Well, then the story ran, the verbal food fight broke out at worldmagblog.com, and Marvin Olasky gave me permission to respond to the article in their print version in a letter to the editor (150 words), which I have already submitted.

Bringing this in for a landing, my objections to the World article are two-fold (in this space I have more than 150 words). First, taking the news story in the narrow sense, the article used the words “stolen” and “plagiarism” to describe what happened. An important part of the controversy here in Moscow about the citations surrounded this very point. Is unintentional use of someone else’s material to be described as plagiarism and theft? I have consistently maintained that it is not. We make distinctions about intentionality all the time, and for good reason (e.g. murder/negligent manslaughter). To make a distinction between these two is not to praise the manslaughter as a good thing, but to properly distinguish for the sake of maintaining moral proportionality.

Now even if everyone knew that plagiarism admitted of two kinds (plagiarism A and plagiarism B), and everyone knew the difference between them (A is intentional, and B is unintentional), the article stated by direct inference that I and Steve Wilkins were guilty of plagiarism A. The article did this by using the word stolen. Tracy McKenzie “easily recognized the stolen sections because he teaches on the work of Mr. Fogel and Mr. Engerman.” Secondly, even if the intent was to use the word plagiarism in the plagiarism B sense, there were no clear indications in the article that would make a general reader come to that conclusion. A person coming to this story cold has every reason to believe that “Steve Wilkins admitted to stealing certain sections from Fogel and Engerman, on purpose, and then he tried to take the blame for it. Still, Wilson was the editor, and they were both guilty of plagiarism.” The closest the article comes to recognizing any element of “accident” is in the use of the phrase “attribution oversights.” But the word stolen thunders, while oversights whispers. Third, because we here in Moscow have some industrious enemies (a fact not considered carefully enough by World), everyone should know that if we admitted to plagiarism B, our enemies would immediately begin quoting us as having admitted to plagiarism A simpliciter. And the reason for this is that in this instance our enemies don’t want us to be screw-ups. They need us to be wicked. That’s their story, and they’re sticking to it.
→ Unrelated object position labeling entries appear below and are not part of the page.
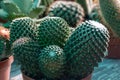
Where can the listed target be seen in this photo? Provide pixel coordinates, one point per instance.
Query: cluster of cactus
(27, 35)
(71, 11)
(85, 48)
(11, 9)
(26, 53)
(57, 47)
(111, 12)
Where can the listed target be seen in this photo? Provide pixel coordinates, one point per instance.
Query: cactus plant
(51, 61)
(111, 12)
(26, 53)
(86, 4)
(85, 48)
(4, 43)
(53, 31)
(20, 8)
(22, 27)
(72, 12)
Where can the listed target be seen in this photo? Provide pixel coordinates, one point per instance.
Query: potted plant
(50, 51)
(6, 57)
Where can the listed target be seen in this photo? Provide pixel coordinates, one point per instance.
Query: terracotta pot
(28, 78)
(5, 67)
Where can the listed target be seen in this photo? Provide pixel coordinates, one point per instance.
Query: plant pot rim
(6, 62)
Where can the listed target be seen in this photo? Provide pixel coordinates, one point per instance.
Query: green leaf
(37, 11)
(24, 5)
(10, 7)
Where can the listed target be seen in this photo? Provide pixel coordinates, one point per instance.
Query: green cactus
(51, 61)
(53, 31)
(111, 12)
(2, 46)
(22, 27)
(72, 12)
(85, 48)
(26, 53)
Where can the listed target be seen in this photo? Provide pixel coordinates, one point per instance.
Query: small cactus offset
(85, 48)
(51, 61)
(111, 12)
(71, 11)
(22, 27)
(53, 31)
(26, 53)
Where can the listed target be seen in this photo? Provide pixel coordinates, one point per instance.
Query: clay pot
(28, 78)
(5, 67)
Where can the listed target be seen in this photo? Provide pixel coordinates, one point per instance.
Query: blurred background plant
(11, 9)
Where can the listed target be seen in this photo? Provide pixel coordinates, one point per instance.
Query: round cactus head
(22, 27)
(26, 52)
(71, 11)
(51, 61)
(85, 48)
(111, 12)
(53, 31)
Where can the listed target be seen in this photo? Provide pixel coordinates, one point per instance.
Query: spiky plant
(1, 49)
(51, 61)
(22, 27)
(53, 31)
(111, 12)
(26, 53)
(85, 48)
(72, 12)
(5, 51)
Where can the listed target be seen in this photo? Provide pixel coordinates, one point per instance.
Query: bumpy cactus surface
(22, 27)
(26, 53)
(51, 61)
(53, 31)
(85, 48)
(72, 12)
(111, 12)
(2, 46)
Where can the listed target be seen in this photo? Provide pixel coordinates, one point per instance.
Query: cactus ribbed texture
(2, 46)
(26, 53)
(53, 31)
(51, 61)
(22, 27)
(71, 11)
(85, 48)
(111, 12)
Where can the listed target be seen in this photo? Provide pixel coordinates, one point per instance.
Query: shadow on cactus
(72, 12)
(26, 52)
(51, 61)
(85, 48)
(5, 48)
(22, 27)
(53, 31)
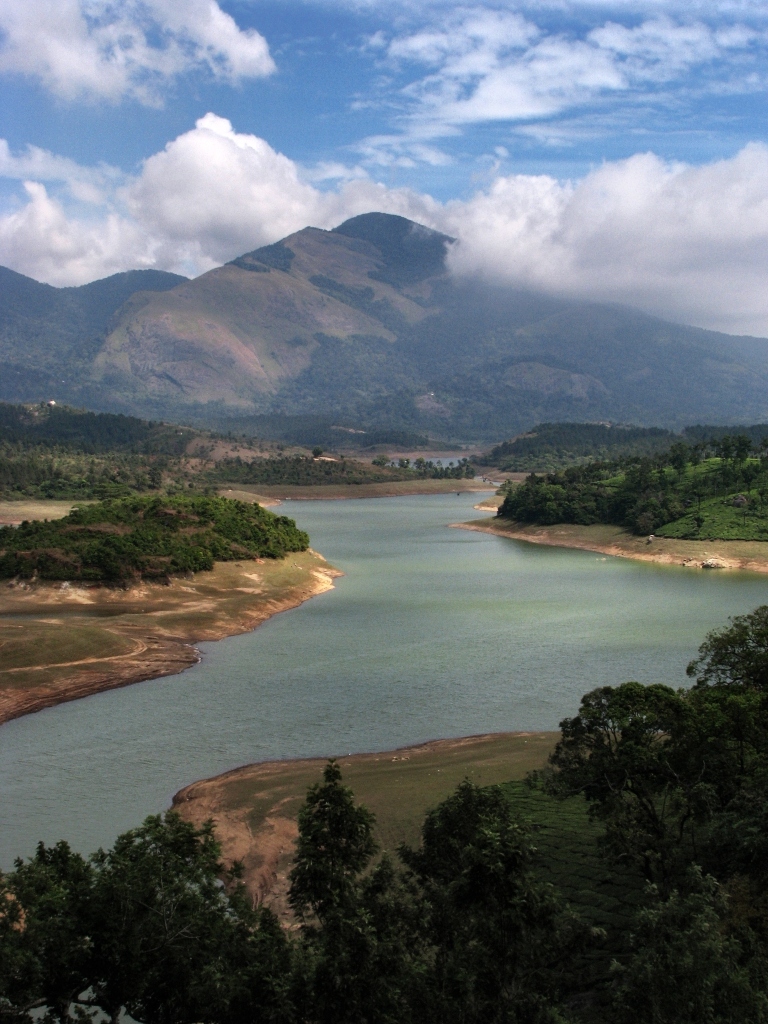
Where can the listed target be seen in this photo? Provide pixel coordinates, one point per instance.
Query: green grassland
(714, 491)
(255, 804)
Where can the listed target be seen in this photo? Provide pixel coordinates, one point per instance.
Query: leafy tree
(737, 654)
(499, 933)
(45, 942)
(360, 952)
(684, 968)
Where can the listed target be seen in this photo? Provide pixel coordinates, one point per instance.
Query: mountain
(364, 326)
(49, 336)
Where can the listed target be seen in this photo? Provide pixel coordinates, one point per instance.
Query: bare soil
(59, 642)
(255, 808)
(743, 555)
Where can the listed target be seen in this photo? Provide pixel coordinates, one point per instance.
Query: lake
(432, 632)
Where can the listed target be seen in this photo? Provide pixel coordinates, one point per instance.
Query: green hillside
(145, 538)
(553, 445)
(49, 336)
(365, 328)
(715, 491)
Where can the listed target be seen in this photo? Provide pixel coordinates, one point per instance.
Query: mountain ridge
(364, 324)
And this is the reason the issue of intentionality is so important to us (and to them). Both Steve and I are ministers of the gospel. If either of us intentionally stole the intellectual property of Fogel and Engerman, then we should resign from the ministry. We would be disqualified from our office, having disgraced it. That is the difference between intentional and unintentional in this, and it is not a trifle. It does not matter — if we have been out stealing stereos, automobiles, or ideas — we need to figure out another way to feed our families.
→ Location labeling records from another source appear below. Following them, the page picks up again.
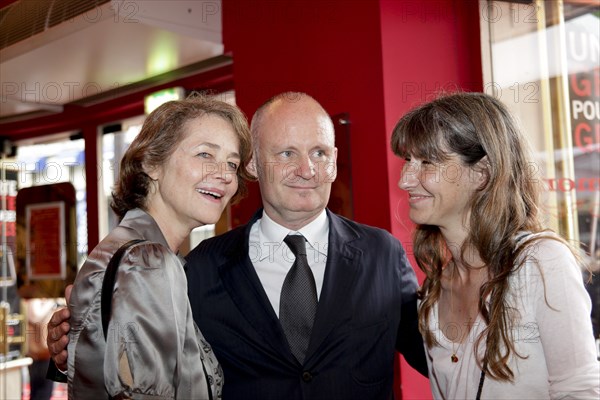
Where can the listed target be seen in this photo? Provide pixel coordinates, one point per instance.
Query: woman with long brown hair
(503, 311)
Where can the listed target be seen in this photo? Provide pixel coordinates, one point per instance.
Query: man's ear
(252, 168)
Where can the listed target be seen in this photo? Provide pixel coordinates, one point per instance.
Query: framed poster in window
(45, 241)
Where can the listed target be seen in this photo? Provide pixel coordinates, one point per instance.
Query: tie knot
(296, 243)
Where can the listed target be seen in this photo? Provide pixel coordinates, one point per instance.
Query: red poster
(45, 241)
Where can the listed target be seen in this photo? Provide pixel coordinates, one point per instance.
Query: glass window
(542, 59)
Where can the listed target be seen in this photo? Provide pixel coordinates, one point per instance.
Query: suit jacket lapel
(343, 261)
(245, 289)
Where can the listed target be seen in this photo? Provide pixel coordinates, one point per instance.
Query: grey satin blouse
(153, 347)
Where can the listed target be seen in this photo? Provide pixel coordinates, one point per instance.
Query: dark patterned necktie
(298, 303)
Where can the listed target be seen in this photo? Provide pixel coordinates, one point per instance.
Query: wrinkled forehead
(300, 124)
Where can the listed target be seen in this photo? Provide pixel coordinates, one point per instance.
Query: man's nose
(306, 169)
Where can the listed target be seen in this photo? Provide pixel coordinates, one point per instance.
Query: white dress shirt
(272, 259)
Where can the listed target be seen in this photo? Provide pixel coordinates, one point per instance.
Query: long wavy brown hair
(474, 126)
(162, 130)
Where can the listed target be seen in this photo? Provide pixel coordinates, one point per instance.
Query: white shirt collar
(316, 233)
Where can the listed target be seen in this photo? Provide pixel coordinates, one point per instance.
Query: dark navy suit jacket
(366, 311)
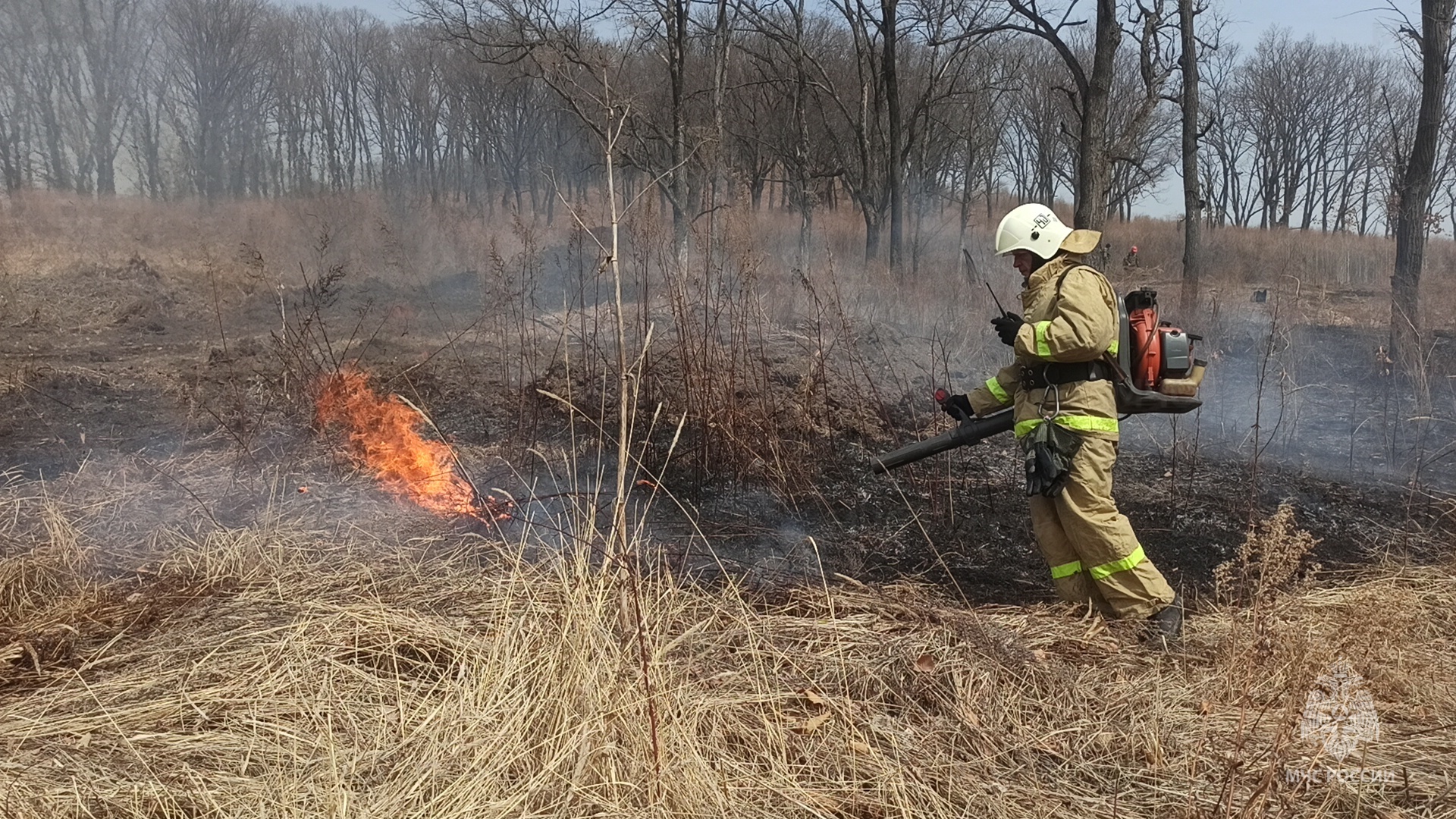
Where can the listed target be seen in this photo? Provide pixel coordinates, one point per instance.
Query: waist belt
(1041, 376)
My second objection to the article was anticipated in my letter to Joel Belz. The article did not take into account the context of the controversy, even though I had notified World that this context was most necessary for understanding it. Now the question may be raised; in what significant way has my concern in that letter not been validated by events?

I certainly do not want to have a hissy fit scene with World. I do not want to be discussing this with them in public at all. I attempted to deal with it privately beforehand. But here we now are. And I do believe that they have wronged Steve Wilkins and me by assuming intellectual theft as an established fact, and not recording in the story our denials that we did any such thing. And this is not an insignificant issue.